There was no stopping now. Being
it now a Sunday morning, zero dark thirty, we pressed on. The group of 19 was now silent. Everyone was solely focused on getting back
to Anable Basin in our fair Long Island City.
As we paddled further, we passed under the majestic Brooklyn, Manhattan,
and Williamsburg bridges. It was so
awesome kayaking under these great historic spans, yet my zeal for the moment
had waned back in the Hudson River. As
we followed the flood around Corlear’s Hook in lower Manhattan, a strong turn
in the river, there I saw it. Standing
alone, a few miles in the distance, in a Long Island City of long ago, was the
tall, green Citibank building in Court Square.
A beacon in the night, the word “CITI” atop what was once the tallest
building in Queens, and the tallest building between New York and Boston. Every paddle stroke got us closer. Williamsburg, Greenpoint, Brooklyn. Newtown Creek. Hunter’s Point, Queens. I can actually see buildings in Queens! Oh my God!
We paddled silently past the piers at Gantry Plaza State Park, the Pepsi
Cola sign, and, dare I say it, Anable Basin.
We also raced
to see who could paddle to the dock first.

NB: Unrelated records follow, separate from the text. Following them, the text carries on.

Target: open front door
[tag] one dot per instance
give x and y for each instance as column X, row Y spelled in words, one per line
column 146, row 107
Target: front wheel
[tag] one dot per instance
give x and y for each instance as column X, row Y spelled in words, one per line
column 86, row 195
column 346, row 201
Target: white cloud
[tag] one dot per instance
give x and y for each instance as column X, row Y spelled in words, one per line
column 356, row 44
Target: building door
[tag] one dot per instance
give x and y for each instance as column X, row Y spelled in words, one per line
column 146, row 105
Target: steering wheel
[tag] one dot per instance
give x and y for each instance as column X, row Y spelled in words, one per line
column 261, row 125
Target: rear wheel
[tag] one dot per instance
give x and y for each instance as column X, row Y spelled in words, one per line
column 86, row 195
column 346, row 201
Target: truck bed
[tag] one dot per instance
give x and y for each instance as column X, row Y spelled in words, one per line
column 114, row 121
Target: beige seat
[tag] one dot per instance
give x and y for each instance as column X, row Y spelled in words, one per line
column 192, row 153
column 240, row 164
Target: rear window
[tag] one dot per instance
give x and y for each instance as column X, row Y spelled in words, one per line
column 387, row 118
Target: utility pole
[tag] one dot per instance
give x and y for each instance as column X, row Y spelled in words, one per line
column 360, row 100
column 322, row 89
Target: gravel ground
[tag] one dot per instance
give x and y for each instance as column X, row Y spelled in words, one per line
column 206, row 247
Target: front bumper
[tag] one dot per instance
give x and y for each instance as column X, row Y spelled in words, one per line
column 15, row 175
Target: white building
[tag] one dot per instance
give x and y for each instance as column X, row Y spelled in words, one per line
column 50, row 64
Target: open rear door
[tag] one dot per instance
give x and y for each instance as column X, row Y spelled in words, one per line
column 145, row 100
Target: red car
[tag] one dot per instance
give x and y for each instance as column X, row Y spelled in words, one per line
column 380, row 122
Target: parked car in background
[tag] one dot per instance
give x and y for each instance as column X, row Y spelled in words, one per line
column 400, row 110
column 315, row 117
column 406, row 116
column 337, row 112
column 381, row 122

I, being not dead and a gentleman, stayed in my kayak as we assisted the
beginners onto the dock, and then, it was my turn to exit the restrictive water
craft. I grabbed onto the dock and
essentially flung myself from the kayak onto the dock, like a super fat walrus. I was so, so happy to be on the wooden dock,
terra firma. We all pulled the boats
onto the dock, up the boat ramp, and helped each other carry the kayaks back to
the boathouse, one block away. The
group, slightly less silent, hosed down the canvas seats, paddles, and the
personal floatation devices (PDFs). Salt
water can erode equipment.
The leaders
closed with two minutes of info and upcoming paddles, which nobody cared
about. I want to go home. It was now 6:30 AM. Ten hours on the freakin’ water. My back is tight, my muscles want to atrophy,
where do I get a taxi at this hour? My
45-year-old frame was wracked with fatigue.
I just wanna go home. Put a fork
in me, I am done.
The next
week, I appeared in the New York Times
article, quoted and photographed, and that was the greatest reward for all of
my efforts.
Richard Melnick
Astoria, NY.
8-14-2021.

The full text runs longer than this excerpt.